Back to: LINQ Tutorial For Beginners and Professionals
LINQ Distinct Method in C# with Examples
In this article, I am going to discuss the LINQ Distinct Method in C# using Examples. Please read our previous article where we discussed the basics of LINQ Set Operators. At the end of this article, you will understand the following pointers.
- What is LINQ Distinct Method in C#?
- Examples of LINQ Distinct Method using both Method and Query Syntax
- How to implement IEqualityComparer?
What is LINQ Distinct Method in C#?
The LINQ Distinct Method in C# is used to return the distinct elements from a single data source. There are two overloaded versions available for the Distinct Method as shown below.
The one and only difference between these two methods is the second overloaded version take an IEqualityComparer as an input parameter which means the Distinct Method can also be used with Comparer also. If this is not clear at the moment, don’t worry we will cover the use of the Comparer in this article also.
Example to Understand LINQ Distinct Method on Value Type using C#
Here we have an integer collection that contains duplicate integer values. Our requirement is to remove the duplicate values and return only the distinct values as shown below.
The following example shows how to get the distinct integer values from the data source using both Method and Mixed syntax using LINQ Distinct Extension Method. In Query Syntax, there is no such operator call distinct, so we need to use both Query and Method syntax to achieve the same.
using System; using System.Collections.Generic; using System.Linq; namespace LINQDemo { class Program { static void Main(string[] args) { List<int> intCollection = new List<int>() { 1,2,3,2,3,4,4,5,6,3,4,5 }; //Using Method Syntax var MS = intCollection.Distinct(); //Using Query Syntax var QS = (from num in intCollection select num).Distinct(); foreach (var item in MS) { Console.WriteLine(item); } Console.ReadKey(); } } }
Output:
Example to Understand LINQ Distinct Method with String Values:
Let us see how we can use the LINQ Distinct Method with string values. In the below example, we have a string array of names and we need to return the distinct names from that array collection. To do so, we are using the LINQ Distinct Method.
using System; using System.Linq; namespace LINQDemo { class Program { static void Main(string[] args) { string[] namesArray = { "Priyanka", "HINA", "hina", "Anurag", "Anurag", "ABC", "abc" }; var distinctNames = namesArray.Distinct(); foreach (var name in distinctNames) { Console.WriteLine(name); } Console.ReadKey(); } } }
When we execute the above program, it gives us the below output.
As you can see the name Hina and Abc have appeared twice. This is because the default comparer, which is used by the LINQ Distinct method to filter the duplicate values is case-sensitive. So, if you want to make the comparison to be case-insensitive then you need to use the other overloaded version of the Distinct Method which takes IEqualityComparer as an argument. So here we need to pass a class that must implement the IEqualityComparer interface.

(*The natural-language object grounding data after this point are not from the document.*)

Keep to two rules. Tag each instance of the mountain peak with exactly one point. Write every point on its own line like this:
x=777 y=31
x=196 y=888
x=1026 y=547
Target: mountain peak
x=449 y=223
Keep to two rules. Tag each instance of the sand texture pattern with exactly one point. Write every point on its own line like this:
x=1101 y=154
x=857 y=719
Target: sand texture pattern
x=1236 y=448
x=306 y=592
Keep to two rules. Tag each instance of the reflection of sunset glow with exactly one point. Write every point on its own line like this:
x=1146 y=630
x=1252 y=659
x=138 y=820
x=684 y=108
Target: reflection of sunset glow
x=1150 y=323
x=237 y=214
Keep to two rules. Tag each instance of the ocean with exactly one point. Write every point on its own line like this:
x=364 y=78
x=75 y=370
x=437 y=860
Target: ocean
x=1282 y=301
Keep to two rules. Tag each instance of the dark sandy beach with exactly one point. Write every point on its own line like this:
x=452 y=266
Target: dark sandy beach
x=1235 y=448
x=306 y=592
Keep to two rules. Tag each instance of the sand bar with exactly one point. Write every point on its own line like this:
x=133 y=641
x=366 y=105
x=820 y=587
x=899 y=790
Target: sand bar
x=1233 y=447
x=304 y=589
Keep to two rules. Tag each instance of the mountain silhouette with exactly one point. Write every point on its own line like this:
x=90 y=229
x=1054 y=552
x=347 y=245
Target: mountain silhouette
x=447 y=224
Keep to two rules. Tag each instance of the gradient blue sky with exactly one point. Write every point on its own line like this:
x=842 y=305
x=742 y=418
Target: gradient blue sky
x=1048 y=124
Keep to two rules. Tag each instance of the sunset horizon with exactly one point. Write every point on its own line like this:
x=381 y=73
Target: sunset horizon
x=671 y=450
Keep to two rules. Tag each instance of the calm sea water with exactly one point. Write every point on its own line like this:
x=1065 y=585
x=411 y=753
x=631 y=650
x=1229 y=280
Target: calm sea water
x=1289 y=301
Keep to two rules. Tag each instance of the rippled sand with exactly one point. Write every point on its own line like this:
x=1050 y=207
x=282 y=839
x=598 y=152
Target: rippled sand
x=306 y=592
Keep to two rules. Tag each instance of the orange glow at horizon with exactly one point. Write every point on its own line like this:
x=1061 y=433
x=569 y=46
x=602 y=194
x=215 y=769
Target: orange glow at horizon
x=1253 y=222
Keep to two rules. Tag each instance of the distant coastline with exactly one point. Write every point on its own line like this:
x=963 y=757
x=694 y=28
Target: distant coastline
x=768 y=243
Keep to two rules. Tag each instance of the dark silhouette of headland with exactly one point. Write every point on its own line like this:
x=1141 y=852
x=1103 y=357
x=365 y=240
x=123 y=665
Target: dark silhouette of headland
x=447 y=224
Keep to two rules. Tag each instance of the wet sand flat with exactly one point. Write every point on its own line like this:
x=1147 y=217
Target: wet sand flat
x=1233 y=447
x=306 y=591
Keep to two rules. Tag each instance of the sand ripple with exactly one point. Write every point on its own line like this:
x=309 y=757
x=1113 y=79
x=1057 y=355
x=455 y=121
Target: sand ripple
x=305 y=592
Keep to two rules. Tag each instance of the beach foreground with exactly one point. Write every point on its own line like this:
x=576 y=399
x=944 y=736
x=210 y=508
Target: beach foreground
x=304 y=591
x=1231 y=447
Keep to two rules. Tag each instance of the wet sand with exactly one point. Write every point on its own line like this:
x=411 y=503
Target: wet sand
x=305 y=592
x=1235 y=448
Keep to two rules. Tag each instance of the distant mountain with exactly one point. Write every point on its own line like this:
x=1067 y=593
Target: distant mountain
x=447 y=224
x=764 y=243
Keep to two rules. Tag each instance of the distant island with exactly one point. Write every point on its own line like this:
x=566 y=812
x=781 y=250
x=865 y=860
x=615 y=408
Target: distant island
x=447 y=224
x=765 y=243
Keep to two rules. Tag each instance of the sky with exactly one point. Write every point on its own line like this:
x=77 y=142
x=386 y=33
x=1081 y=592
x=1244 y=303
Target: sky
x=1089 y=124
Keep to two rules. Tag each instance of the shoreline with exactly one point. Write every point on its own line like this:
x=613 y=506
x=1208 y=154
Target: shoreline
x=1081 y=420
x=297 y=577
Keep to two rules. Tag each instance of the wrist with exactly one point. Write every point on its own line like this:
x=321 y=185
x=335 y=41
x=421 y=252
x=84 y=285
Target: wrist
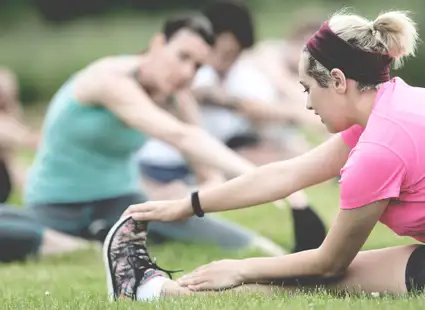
x=187 y=207
x=244 y=271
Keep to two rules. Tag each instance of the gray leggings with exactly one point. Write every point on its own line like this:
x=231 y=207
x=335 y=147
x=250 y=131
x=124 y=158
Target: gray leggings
x=23 y=228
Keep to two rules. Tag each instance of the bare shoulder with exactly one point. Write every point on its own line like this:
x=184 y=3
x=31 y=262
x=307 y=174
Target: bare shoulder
x=87 y=81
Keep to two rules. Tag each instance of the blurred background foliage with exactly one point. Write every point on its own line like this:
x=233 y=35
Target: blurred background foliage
x=45 y=41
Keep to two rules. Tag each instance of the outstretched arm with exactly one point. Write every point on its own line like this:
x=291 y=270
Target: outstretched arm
x=344 y=241
x=364 y=198
x=265 y=184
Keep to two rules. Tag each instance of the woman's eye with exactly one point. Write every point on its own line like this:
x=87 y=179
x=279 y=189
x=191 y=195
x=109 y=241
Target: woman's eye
x=184 y=56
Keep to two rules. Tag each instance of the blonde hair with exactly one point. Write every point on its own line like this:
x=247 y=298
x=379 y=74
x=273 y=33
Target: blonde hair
x=391 y=33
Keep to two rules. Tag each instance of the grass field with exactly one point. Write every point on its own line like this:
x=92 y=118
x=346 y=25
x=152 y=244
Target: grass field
x=77 y=281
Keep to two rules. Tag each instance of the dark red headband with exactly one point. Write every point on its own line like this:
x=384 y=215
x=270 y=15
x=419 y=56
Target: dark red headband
x=362 y=66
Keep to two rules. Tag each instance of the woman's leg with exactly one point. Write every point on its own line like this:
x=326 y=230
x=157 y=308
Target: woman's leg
x=24 y=236
x=216 y=231
x=20 y=240
x=388 y=270
x=392 y=270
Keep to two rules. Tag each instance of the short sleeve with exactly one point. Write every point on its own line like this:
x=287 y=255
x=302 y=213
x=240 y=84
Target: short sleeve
x=372 y=172
x=352 y=135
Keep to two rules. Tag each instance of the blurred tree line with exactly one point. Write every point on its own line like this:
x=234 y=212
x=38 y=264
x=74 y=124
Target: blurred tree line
x=65 y=10
x=42 y=75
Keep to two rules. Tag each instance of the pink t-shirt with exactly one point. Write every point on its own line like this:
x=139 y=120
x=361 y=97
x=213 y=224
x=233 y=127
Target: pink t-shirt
x=387 y=159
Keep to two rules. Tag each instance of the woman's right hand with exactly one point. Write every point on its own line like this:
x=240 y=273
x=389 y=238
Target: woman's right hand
x=164 y=210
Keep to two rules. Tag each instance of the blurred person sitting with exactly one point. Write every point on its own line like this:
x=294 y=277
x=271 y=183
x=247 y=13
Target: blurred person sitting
x=165 y=172
x=14 y=135
x=85 y=175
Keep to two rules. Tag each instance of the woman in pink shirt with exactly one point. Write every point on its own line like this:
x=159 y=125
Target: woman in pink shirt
x=378 y=148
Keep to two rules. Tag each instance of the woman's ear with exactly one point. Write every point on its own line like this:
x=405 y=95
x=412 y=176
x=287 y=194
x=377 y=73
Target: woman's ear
x=339 y=82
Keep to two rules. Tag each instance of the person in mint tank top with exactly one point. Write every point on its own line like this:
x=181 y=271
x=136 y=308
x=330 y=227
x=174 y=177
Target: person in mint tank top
x=84 y=174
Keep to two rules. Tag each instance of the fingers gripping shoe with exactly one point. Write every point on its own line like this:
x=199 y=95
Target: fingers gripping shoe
x=127 y=260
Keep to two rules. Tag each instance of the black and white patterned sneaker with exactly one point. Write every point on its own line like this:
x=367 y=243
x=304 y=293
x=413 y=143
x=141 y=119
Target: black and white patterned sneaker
x=127 y=261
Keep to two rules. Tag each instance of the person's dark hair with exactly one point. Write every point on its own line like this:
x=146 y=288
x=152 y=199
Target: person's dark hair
x=232 y=16
x=194 y=22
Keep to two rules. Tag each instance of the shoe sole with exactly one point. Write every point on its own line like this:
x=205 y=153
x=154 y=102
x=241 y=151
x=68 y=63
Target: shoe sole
x=106 y=256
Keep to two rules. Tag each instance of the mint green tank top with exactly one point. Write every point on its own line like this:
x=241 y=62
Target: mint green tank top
x=86 y=154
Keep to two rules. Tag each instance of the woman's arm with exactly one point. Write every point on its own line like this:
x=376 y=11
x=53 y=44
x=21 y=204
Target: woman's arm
x=344 y=240
x=277 y=180
x=348 y=234
x=124 y=97
x=265 y=184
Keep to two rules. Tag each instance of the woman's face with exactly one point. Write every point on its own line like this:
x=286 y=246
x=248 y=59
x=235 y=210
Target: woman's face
x=174 y=63
x=330 y=103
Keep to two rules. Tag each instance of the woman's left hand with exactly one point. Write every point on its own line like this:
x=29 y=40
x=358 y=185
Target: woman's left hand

So let’s modify the Program class as follows. Here, you can see, we are passing StringComparer as an argument to the LINQ Distinct method and saying OrdinalIgnoreCase which means please ignore the case sensitive while checking the duplicity.
using System; using System.Linq; namespace LINQDemo { class Program { static void Main(string[] args) { string[] namesArray = { "Priyanka", "HINA", "hina", "Anurag", "Anurag", "ABC", "abc" }; var distinctNames = namesArray.Distinct(StringComparer.OrdinalIgnoreCase); foreach (var name in distinctNames) { Console.WriteLine(name); } Console.ReadKey(); } } }
With the above changes in place, now run the application and it should display the distinct names as shown in the below image.
Now, if we go to the definition of StringComparer class, then you can see that this class implements the IEqualityComparer interface as shown below. And this is the reason why we can pass this class as a parameter to the Distinct Method.
LINQ Distinct Operation with Complex Data Type using C#:
The LINQ Distinct Method in C# will work in a different manner with complex data types like Employee, Product, Student, etc. Let us understand this with an example. Create a class file with the name Student.cs and then copy and paste the following code into it.
using System.Collections.Generic; namespace LINQDemo { public class Student { public int ID { get; set; } public string Name { get; set; } public static List<Student> GetStudents() { List<Student> students = new List<Student>() { new Student {ID = 101, Name = "Preety" }, new Student {ID = 102, Name = "Sambit" }, new Student {ID = 103, Name = "Hina"}, new Student {ID = 104, Name = "Anurag"}, new Student {ID = 102, Name = "Sambit"}, new Student {ID = 103, Name = "Hina"}, new Student {ID = 101, Name = "Preety" }, }; return students; } } }
Here we created the student class with the two properties i.e. ID and Name. Along the same way, we have also created the GetStudents() method which will return a hard-coded collection of students. So, basically, it is returning the following Student data.
Example to Understand LINQ Distinct Method with Complex Type in C#:
Let us Understand LINQ Distinct Method with Complex Type in C# with an example. Now, our requirement is to fetch all the distinct names from the student’s collection. The following example shows how to use the LINQ Distinct Method to achieve the same using both Method and Query Syntax.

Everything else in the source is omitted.